No último dia 12 de julho de 2024, foi publicada, no Jornal Oficial da União Europeia, a Lei da Inteligência Artificial da União Europeia («EU AI Act») (1).
Traduzido como «Regulamento Inteligência Artificial», (exatamente assim, sem a preposição «de» na versão portuguesa dos sites oficiais da Comissão Europeia), o EU AI Act foi concebido para estabelecer um quadro jurídico uniforme a respeito (i) da proteção dos direitos dos cidadãos europeus no que diz respeito às Inteligências Artificiais de um modo geral; (ii) da limitação do uso de sistemas de identificação biométrica por autoridades policiais e sistemas privados de segurança; (iii) da proibição de sistemas de ranqueamento ou pontuação social usados para estratificar, manipular ou explorar as vulnerabilidades das pessoas; (iv) da responsabilização de pessoas e empresas pelo uso indevido desses recursos e vários outros temas relacionados.
Um marco legal histórico
Descrito como um «marco legal histórico» (2) pelo editorial da sala de imprensa do Parlamento Europeu, o EU AI Act já estava pronto e acabado desde o dia 9 de dezembro de 2023; depois foi validado pelo Parlamento no dia 13 de março de 2024; assinado no dia 13 de junho de 2024; e finalmente publicado no dia 12 de julho de 2024.

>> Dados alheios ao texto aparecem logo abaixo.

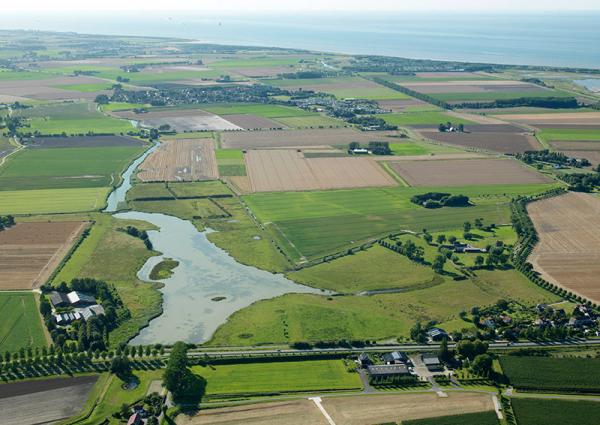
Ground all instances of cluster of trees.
[438,121,465,133]
[454,97,580,109]
[517,149,592,168]
[125,226,153,251]
[410,192,471,208]
[0,215,15,232]
[347,116,398,130]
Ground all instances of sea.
[0,11,600,68]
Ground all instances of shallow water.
[115,211,323,344]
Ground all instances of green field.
[244,185,550,260]
[0,146,144,190]
[192,360,362,398]
[402,412,499,425]
[209,270,558,346]
[381,111,472,126]
[0,187,112,214]
[269,76,410,100]
[500,356,600,393]
[287,245,442,293]
[511,397,600,425]
[0,292,47,353]
[536,128,600,143]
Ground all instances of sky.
[2,0,600,13]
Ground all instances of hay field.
[138,139,219,182]
[419,130,541,153]
[528,192,600,303]
[221,128,395,149]
[0,221,87,289]
[390,159,551,186]
[246,149,397,192]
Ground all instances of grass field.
[0,187,112,214]
[0,292,47,353]
[511,397,600,425]
[0,146,144,190]
[209,270,558,346]
[500,356,600,393]
[402,412,499,425]
[536,128,600,143]
[192,360,362,398]
[381,111,472,127]
[244,185,550,260]
[287,245,443,293]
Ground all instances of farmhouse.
[421,353,444,372]
[381,351,409,365]
[367,364,410,378]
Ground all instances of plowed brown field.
[390,159,551,186]
[246,149,397,192]
[0,221,87,289]
[528,192,600,303]
[138,139,219,182]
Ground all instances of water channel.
[105,142,322,344]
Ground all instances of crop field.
[0,221,87,289]
[0,292,47,352]
[221,128,395,149]
[114,108,242,133]
[244,185,550,259]
[23,136,145,149]
[0,144,144,191]
[269,77,410,100]
[0,187,112,214]
[287,245,442,293]
[192,360,362,398]
[138,139,219,182]
[499,112,600,126]
[500,356,600,393]
[527,192,600,302]
[208,266,559,346]
[390,159,552,186]
[0,376,98,425]
[381,111,471,127]
[246,150,397,192]
[511,397,600,425]
[419,130,541,153]
[402,411,498,425]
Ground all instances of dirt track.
[246,149,397,192]
[0,221,88,290]
[528,192,600,303]
[390,159,551,186]
[138,139,219,182]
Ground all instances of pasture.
[137,139,219,182]
[500,356,600,393]
[0,145,144,191]
[390,159,552,186]
[221,128,396,149]
[246,149,397,192]
[0,221,87,290]
[287,245,443,293]
[0,187,112,215]
[0,292,47,353]
[208,270,558,346]
[527,192,600,302]
[192,360,362,398]
[511,397,600,425]
[269,76,410,100]
[244,185,550,260]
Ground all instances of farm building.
[367,364,410,378]
[50,291,70,308]
[381,351,409,365]
[427,328,448,341]
[421,353,444,372]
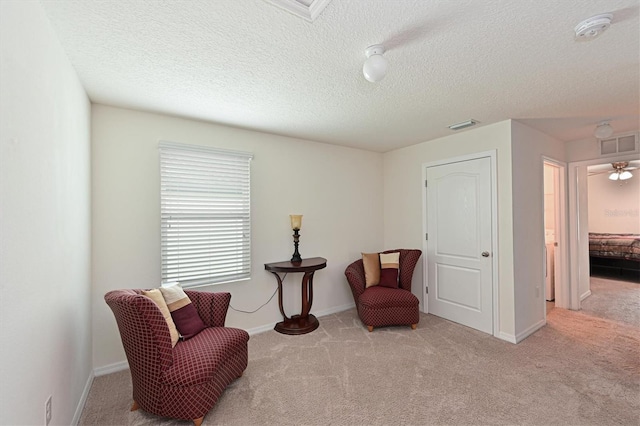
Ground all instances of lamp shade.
[289,214,302,230]
[593,122,613,139]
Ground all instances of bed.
[589,232,640,282]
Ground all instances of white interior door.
[426,157,493,334]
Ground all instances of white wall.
[588,171,640,234]
[0,1,91,425]
[92,105,384,367]
[511,120,565,341]
[384,120,515,340]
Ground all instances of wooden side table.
[264,257,327,334]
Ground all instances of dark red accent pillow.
[171,303,207,340]
[379,268,398,288]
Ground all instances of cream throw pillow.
[362,253,380,288]
[142,288,180,347]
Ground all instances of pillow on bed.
[380,252,400,288]
[142,288,180,347]
[160,283,207,340]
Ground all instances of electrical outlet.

A publicação oficial, no último dia 12, que marca a etapa final de uma longa jornada legislativa que iniciou em 2021, dispara o cronômetro para a entrada em vigor, em etapas, de uma série de dispositivos como, por exemplo, a proibição da manipulação do comportamento humano para contornar o seu livre arbítrio.
Até 6 meses após a publicação, serão proibidas as IAs classificadas como inaceitáveis; e até 12 meses após a publicação do AI Act, os países membros devem nomear as autoridades competentes, prazo em que entram em vigor as obrigações dos fornecedores de modelos de IA de uso geral.

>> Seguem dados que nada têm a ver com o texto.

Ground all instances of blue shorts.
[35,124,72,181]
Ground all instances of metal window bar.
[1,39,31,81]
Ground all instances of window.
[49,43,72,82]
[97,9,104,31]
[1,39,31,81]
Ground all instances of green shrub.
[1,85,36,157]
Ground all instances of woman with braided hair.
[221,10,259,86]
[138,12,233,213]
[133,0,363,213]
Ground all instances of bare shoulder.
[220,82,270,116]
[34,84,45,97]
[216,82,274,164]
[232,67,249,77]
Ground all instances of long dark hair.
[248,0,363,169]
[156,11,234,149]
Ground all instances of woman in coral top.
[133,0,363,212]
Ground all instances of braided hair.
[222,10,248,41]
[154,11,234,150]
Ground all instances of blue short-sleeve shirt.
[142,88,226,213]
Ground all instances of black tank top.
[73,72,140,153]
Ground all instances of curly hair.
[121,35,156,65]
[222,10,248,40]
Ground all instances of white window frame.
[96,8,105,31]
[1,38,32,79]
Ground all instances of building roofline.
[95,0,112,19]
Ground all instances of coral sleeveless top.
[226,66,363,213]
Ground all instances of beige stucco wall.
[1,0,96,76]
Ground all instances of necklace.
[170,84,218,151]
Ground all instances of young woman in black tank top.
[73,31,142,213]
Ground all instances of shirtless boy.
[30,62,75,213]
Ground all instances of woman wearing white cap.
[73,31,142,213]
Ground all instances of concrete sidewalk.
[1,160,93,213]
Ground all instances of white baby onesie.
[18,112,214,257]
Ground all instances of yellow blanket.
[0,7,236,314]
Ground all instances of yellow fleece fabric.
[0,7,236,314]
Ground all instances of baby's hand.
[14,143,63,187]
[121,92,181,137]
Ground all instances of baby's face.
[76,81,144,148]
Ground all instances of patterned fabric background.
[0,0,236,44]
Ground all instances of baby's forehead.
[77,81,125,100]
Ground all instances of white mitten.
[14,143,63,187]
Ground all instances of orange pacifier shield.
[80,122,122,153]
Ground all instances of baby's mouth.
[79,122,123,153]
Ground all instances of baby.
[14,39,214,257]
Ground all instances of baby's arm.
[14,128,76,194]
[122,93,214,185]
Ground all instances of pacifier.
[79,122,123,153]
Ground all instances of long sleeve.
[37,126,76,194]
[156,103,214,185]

Até 18 meses após a entrada em vigor, devem ser emitidas as normas a respeito do monitoramento dos fornecedores de IA de alto risco; e até 24 meses após a entrada em vigor, devem estar plenamente conformes os sistemas de IA de biometria, infraestruturas críticas, educação, empregos, acesso a serviços públicos essenciais, imigração e administração da justiça. Até esta data, os países membros devem ter implementado as normas sobre sanções, incluindo multas (3).
A preocupação é legítima
Como dissemos na Parte 1, de 3, deste artigo (4), a regulamentação é necessária, não apenas para o monitoramento das IAs e seus mercados, mas fundamentalmente para estabelecer os limites éticos de suas criações, uma vez que seus algoritmos e modelos matemáticos não são estéreis; pelo contrário, são concebidos por seres humanos, projetados por pessoas como você e eu e, portanto, — mesmo que de uma maneira não deliberada —, contaminados por sucessivas camadas de visões de mundo, de valores pessoais e institucionais, de matrizes étnicas e culturais, de interesses econômicos, juízos morais e influências pessoais.

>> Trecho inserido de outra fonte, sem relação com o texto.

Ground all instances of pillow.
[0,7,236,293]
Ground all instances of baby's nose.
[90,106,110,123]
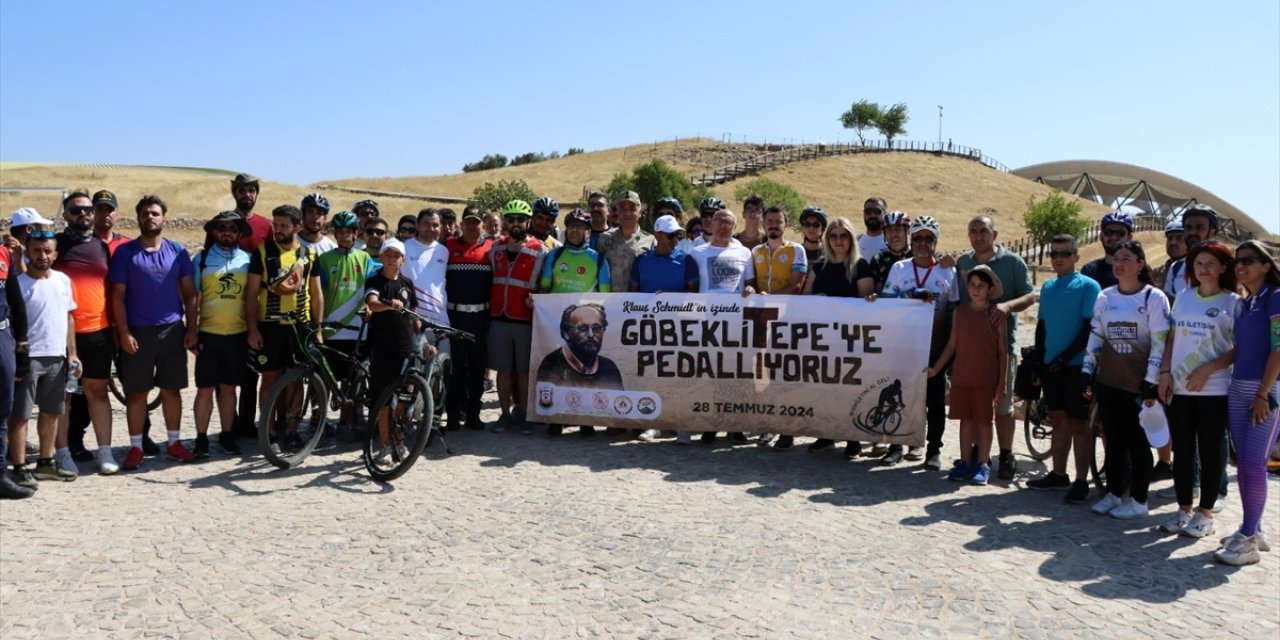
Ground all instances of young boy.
[365,238,419,465]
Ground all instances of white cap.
[653,215,685,233]
[9,206,54,228]
[378,238,406,256]
[1138,402,1169,448]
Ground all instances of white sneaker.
[1108,498,1151,520]
[1091,493,1120,516]
[1180,511,1213,538]
[1160,509,1192,534]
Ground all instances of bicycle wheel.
[1023,399,1053,460]
[364,374,435,483]
[257,366,328,468]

Os avanços tecnológicos, a qualidade do capital humano envolvido e as próprias IAs estão desenvolvendo novas IAs generativas, cada vez mais poderosas; e os modelos de IAs de uso geral já são influentes demais para que não haja uma regulamentação robusta, considerando os potenciais riscos sistémicos e seus reflexos sociais, políticos e econômicos.
Como a regulamentação europeia está estruturada
De uma maneira bem didática, a Lei da Inteligência Artificial da União Europeia estabeleceu uma classificação das IAs baseada em 4 níveis de risco: risco inaceitável, risco alto, risco limitado e risco mínimo ou ausente.
Essa estrutura deve ser replicada em dezenas de países, inclusive o Brasil.
As IAs de risco inaceitável e, portanto, proibidas, são as IAs capazes de manipulação subliminar e que podem literalmente mudar o comportamento de uma pessoa sem que ela tenha consciência disso como, por exemplo, sistemas desenvolvidos para influenciar as pessoas a votarem em um determinado candidato; e também são classificadas inaceitáveis as IAs que podem explorar as vulnerabilidades das pessoas por meio de manipulação subliminar de seu comportamento usando como gatilho, por exemplo, a precariedade da situação econômica, a fragilidade da estrutura familiar, os limites da capacidade física e o estado de saúde mental. Também estão proibidas as IAs que deduzem ou inferem o «valor» ou a «utilidade» das pessoas, categorizando-as com base em expressões de gênero, etnia, posição política, experiência religiosa, características fenotípicas (aparência), padrões de comportamento em compras on-line, interações em mídias sociais e outras variáveis, a fim de selecionar novos empregados, conceder ou bloquear créditos etc., exceto em casos de aplicação da lei com aprovação judicial e supervisão competente para a busca direcionada de vítimas de crimes, prevenção ao terrorismo e busca direcionada de criminosos.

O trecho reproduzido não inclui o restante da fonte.